Berlin hat in dieser Woche die internationale Tourismusbranche versammelt und zugleich ein Stück Stadtimagination transportiert. Vom 3. bis 5. März 2026 fand in der Messe Berlin mit der ITB Berlin 2026 die 60. Ausgabe der weltgrößten Fachmesse für den globalen Reiseverkehr statt – ein Ereignis, das weit über das übliche Networking der Branche hinausweist und die Hauptstadt als Schauplatz wirtschaftlicher, politischer und kultureller Dynamiken ins Zentrum rückt.

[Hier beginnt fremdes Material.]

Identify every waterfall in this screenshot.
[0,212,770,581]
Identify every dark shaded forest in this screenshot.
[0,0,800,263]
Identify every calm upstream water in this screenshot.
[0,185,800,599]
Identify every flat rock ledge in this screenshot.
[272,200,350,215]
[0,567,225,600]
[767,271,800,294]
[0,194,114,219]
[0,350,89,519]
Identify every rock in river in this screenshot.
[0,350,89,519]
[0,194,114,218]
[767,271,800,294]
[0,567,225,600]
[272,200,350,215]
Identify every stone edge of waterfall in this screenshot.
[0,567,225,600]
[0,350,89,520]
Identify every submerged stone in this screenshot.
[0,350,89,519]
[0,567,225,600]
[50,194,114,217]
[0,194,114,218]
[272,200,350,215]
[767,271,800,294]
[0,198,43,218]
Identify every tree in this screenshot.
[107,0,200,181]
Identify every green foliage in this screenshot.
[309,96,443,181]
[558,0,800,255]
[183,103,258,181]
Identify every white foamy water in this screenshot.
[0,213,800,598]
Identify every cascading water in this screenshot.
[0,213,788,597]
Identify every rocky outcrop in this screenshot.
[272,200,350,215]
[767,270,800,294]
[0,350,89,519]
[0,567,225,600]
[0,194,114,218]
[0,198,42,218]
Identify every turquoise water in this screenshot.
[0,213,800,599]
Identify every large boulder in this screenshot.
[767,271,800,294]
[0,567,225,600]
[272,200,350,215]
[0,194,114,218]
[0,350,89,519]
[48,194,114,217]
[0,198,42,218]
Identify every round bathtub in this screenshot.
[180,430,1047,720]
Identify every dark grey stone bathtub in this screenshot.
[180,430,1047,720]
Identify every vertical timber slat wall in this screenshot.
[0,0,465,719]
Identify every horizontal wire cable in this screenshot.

In diesem Jubiläumsjahr, in dem rund 97.000 Fachbesucher und 5.601 Aussteller aus 166 Ländern zusammenkamen, war die Messe mehr als ein Marktplatz für Urlaubsziele und Transportangebote. Sie wurde offenbar auch zum Gradmesser für die Herausforderungen und Chancen, vor denen der internationale Tourismus in einer global fragmentierten Welt steht. Resilienz, Nachhaltigkeit, Datenkompetenz und technologische Innovation gehörten zu den dominierenden Debatten im begleitenden ITB Berlin Kongress, der unter dem Leitgedanken „Leading Tourism into Balance“ stattfand und mit über 24.000 Teilnehmern signifikante Resonanz erzeugte.

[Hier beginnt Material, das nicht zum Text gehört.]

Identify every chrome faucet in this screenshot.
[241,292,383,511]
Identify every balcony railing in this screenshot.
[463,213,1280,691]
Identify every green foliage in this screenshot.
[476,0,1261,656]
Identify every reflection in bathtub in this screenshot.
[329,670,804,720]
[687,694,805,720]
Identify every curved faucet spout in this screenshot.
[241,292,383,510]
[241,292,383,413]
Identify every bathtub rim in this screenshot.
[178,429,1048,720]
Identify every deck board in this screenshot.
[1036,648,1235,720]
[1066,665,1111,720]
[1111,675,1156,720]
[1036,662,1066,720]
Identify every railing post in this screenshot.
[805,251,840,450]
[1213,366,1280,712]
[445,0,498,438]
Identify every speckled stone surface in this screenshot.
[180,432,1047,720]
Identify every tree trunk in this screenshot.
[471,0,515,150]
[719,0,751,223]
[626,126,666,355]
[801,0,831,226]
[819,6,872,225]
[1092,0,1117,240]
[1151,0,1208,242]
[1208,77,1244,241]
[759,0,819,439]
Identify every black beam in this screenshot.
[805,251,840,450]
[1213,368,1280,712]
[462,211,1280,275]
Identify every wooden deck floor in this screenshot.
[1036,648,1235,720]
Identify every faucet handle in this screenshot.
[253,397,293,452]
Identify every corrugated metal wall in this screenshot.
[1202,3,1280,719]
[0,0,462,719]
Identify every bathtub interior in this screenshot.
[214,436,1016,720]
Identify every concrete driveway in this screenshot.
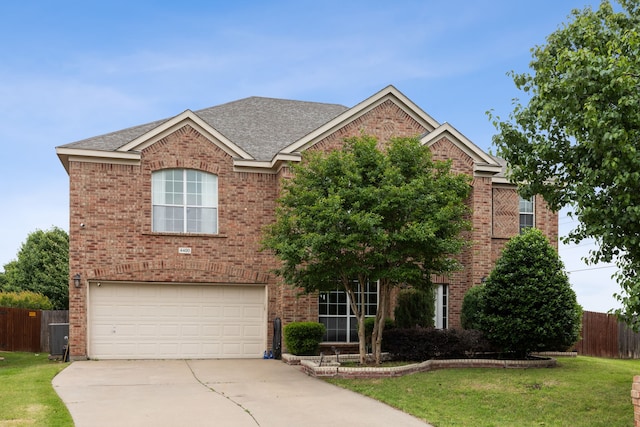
[53,359,429,427]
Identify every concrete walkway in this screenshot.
[53,359,428,427]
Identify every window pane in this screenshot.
[153,206,184,233]
[520,197,533,213]
[151,169,218,234]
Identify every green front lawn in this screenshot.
[328,356,640,427]
[0,352,73,427]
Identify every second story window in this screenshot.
[151,169,218,234]
[520,197,535,234]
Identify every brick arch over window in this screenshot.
[87,260,273,284]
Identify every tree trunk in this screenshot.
[343,278,367,365]
[371,279,391,365]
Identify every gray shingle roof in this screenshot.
[62,97,348,160]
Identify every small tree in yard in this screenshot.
[478,229,582,357]
[0,227,69,310]
[263,136,470,363]
[494,0,640,330]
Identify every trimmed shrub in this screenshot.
[460,285,484,329]
[0,291,53,310]
[364,317,396,351]
[284,322,326,356]
[394,287,435,328]
[480,229,582,357]
[382,328,493,362]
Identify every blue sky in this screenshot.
[0,0,618,311]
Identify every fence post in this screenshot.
[631,375,640,427]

Berlin präsentierte sich auf der Messe nicht nur als Ausstellungsstand, sondern als lebendiger Standort mit eigener Agenda. Unter dem Motto „Berlin – Always now“ rückten lokale Partner, Kulturanbieter und touristische Akteure die vielfältigen Attraktionen der Hauptstadtregion in den Blick, von internationalen Kunstausstellungen über große Showproduktionen bis zu neuen Freizeitangeboten und kreativen Manufakturen. Besonderes Augenmerk galt der erwarteten Teileröffnung des Pergamonmuseums im Frühjahr 2027, einem der symbolträchtigsten kulturellen Projekte der Stadt.

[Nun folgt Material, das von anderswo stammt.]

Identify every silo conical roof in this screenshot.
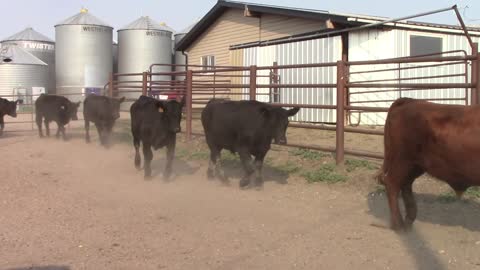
[0,27,54,43]
[177,20,198,35]
[0,45,48,66]
[55,8,113,28]
[118,16,173,32]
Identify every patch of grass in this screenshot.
[272,161,300,174]
[221,151,240,161]
[345,159,379,172]
[113,130,133,143]
[290,148,328,160]
[188,150,210,160]
[437,192,458,203]
[175,148,188,159]
[302,164,348,184]
[375,185,387,194]
[465,187,480,199]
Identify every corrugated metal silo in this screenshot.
[118,17,173,102]
[0,44,48,102]
[174,23,196,81]
[112,41,118,73]
[55,9,113,101]
[0,27,55,93]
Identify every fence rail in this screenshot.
[4,44,480,164]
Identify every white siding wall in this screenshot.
[349,30,479,125]
[348,30,399,124]
[239,36,342,122]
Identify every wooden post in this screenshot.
[108,73,113,97]
[142,72,148,96]
[249,66,257,100]
[185,70,193,141]
[335,61,346,165]
[470,42,480,105]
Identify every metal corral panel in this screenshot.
[348,29,399,125]
[394,30,480,105]
[349,29,479,125]
[0,45,48,102]
[243,36,342,122]
[174,33,187,81]
[55,10,113,101]
[118,17,173,103]
[1,28,55,93]
[174,20,198,80]
[112,42,118,73]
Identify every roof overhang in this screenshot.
[175,0,358,51]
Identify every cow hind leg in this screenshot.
[163,135,177,180]
[43,119,50,137]
[133,135,142,170]
[95,123,105,145]
[238,149,255,188]
[402,168,423,229]
[402,184,417,229]
[251,154,265,189]
[143,142,153,180]
[207,147,228,182]
[85,118,90,143]
[0,116,5,136]
[35,113,43,138]
[385,176,405,230]
[384,165,413,230]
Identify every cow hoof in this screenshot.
[220,179,232,187]
[240,177,250,189]
[207,169,215,180]
[255,183,263,191]
[163,173,172,181]
[390,223,405,233]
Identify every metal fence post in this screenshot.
[142,72,148,96]
[470,42,480,105]
[107,73,113,97]
[335,61,346,165]
[249,66,257,100]
[185,70,193,141]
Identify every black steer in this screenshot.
[130,96,185,179]
[35,94,80,140]
[202,100,300,188]
[83,95,125,146]
[0,98,20,136]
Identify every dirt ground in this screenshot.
[0,115,480,270]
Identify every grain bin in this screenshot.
[118,16,173,102]
[174,23,196,81]
[0,44,48,104]
[0,27,55,93]
[112,41,118,73]
[55,9,113,101]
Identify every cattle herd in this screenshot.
[0,94,480,230]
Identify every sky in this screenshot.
[0,0,480,40]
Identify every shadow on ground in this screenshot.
[221,159,290,185]
[368,192,480,232]
[5,265,71,270]
[367,191,480,270]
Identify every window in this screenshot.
[410,35,443,56]
[200,55,215,70]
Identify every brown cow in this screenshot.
[377,98,480,230]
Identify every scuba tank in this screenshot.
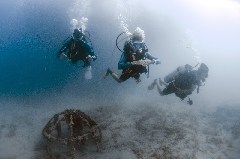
[164,64,193,83]
[85,66,92,80]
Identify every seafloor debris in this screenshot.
[42,109,102,158]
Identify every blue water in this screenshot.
[0,1,122,95]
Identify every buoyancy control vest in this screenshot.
[164,64,193,83]
[124,40,148,62]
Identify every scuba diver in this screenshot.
[57,28,97,67]
[104,27,161,83]
[148,63,209,105]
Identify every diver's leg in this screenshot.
[103,68,122,83]
[156,79,165,96]
[148,79,157,90]
[159,78,168,87]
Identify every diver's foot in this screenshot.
[159,78,165,86]
[148,79,157,90]
[136,78,141,84]
[103,68,112,79]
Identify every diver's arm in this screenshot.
[57,39,71,57]
[118,53,132,70]
[146,52,161,64]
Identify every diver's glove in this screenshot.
[153,59,161,65]
[131,59,155,66]
[86,55,93,62]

Die Messe und ihr Begleitprogramm dienten zugleich als Plattform für Destinationen aus aller Welt, ihre Strategien an ein Fachpublikum zu kommunizieren. So nutzte etwa Thailand die Messe, um mit einem neuen tourismusstrategischen Konzept, das Wohlbefinden und nachhaltige Erlebnisse betont, gezielt den europäischen Markt anzusprechen. Auch europäische Regionen wie Baden‑Württemberg und Italien präsentierten sich mit umfangreichen Messebeteiligungen und betonten die Rolle Deutschlands als wichtigem Quellmarkt.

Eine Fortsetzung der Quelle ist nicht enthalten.